When deep learning tends to win#

Pick a deep model when at least two of the following are true:

You have hundreds of subjects. Foundation-model-style deep decoders need large, diverse training sets to learn subject-invariant filters. EEGDash’s HBN-derived corpora make this regime accessible for the first time.
The relevant feature is not known. Tasks like cognitive workload, emotional state, or fatigue rarely have a single canonical band; an end-to-end model can carve out a useful representation that no human has named.
You can afford to combine multiple datasets. Deep models gain more from data diversity than from data volume; one large dataset is worth less than three medium ones with different montages.
You can apply augmentation. Mixup, channel dropout, time masking, and frequency masking close most of the gap between deep nets and hand-tuned features on small data; without augmentation, the deep model is usually under-regularised.
You will fine-tune downstream. A pre-trained deep model is a reusable asset; a hand-tuned feature pipeline is bespoke per task.

The How do I train a leakage-safe baseline classifier on EEG? tutorial trains a small braindecode ConvNet on the same data the feature tutorials use, so that you can compare the two pipelines head to head.

The “feature first” rule#

A reliable practical workflow is to make the feature pipeline mandatory. Before you commit to a deep architecture for a new dataset:

Build a one-page feature pipeline (band power, ratios, simple covariance summary). The How do I turn EEG windows into a band-power feature matrix? recipe is enough.
Fit a logistic regression or shallow tree on top.
Use exactly the same split (preferably subject-aware; see Leakage and evaluation).
Record the score and the variance across folds.

Now you have a baseline. Anything that costs ten times more compute should outperform it on more than just the headline number — it should beat it under cross-subject evaluation, with smaller variance, and on held-out cohorts. If it does not, the feature pipeline is your deliverable. You will save weeks of GPU time, and your paper will be honest.

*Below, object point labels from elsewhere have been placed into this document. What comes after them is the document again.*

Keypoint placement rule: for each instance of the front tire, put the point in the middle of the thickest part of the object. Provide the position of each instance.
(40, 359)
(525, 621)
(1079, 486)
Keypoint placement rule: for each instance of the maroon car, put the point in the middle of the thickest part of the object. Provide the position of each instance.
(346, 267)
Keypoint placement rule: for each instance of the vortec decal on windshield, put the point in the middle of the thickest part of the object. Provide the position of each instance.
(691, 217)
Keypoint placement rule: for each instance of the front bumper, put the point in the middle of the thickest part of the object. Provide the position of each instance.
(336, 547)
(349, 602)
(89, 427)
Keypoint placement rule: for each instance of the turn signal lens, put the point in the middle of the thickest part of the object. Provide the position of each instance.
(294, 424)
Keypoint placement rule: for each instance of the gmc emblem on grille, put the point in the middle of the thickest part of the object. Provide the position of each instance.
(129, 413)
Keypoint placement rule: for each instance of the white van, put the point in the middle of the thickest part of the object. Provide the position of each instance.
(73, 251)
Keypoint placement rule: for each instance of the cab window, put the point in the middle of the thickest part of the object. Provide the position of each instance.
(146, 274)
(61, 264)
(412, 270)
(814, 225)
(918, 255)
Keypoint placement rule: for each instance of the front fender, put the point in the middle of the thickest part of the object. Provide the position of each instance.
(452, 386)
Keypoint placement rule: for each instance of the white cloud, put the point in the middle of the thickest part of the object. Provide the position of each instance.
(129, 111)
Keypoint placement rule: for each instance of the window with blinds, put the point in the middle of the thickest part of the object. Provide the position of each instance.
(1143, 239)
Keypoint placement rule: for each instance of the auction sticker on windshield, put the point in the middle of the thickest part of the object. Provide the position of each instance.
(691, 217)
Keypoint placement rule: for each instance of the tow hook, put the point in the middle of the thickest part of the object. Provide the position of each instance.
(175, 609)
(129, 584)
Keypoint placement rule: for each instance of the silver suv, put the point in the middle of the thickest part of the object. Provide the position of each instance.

The How do classical EEG markers compose on top of one Welch PSD? and How do I push EEGDash features through a scikit-learn Pipeline? tutorials extend the feature baseline to richer models (gradient boosting, full scikit-learn pipelines) without leaving the feature-engineering regime.

What the literature says#

Three observations recur across the EEG-deep-learning reviews:

Architecture matters less than regularisation and split discipline. Roy et al. (2019) survey 156 deep EEG papers and find no consistent architecture winner; what changes results is whether the split respected subject identity (it often did not).
At small N, ConvNets and feature pipelines are within noise. Schirrmeister et al. (2017) [1] explicitly tune their ConvNet to match FBCSP on motor imagery; both reach high accuracy and the gap is dataset-dependent.
Subject-invariant claims require evidence, not only architecture language. A model labelled “subject-invariant” must be evaluated cross-subject on a held-out cohort, which loops back to Leakage and evaluation.

The takeaway is not “always use features” or “always use deep nets”. It is that the choice is an experiment in itself, and the only way to make it honestly is to run both pipelines under the same evaluation.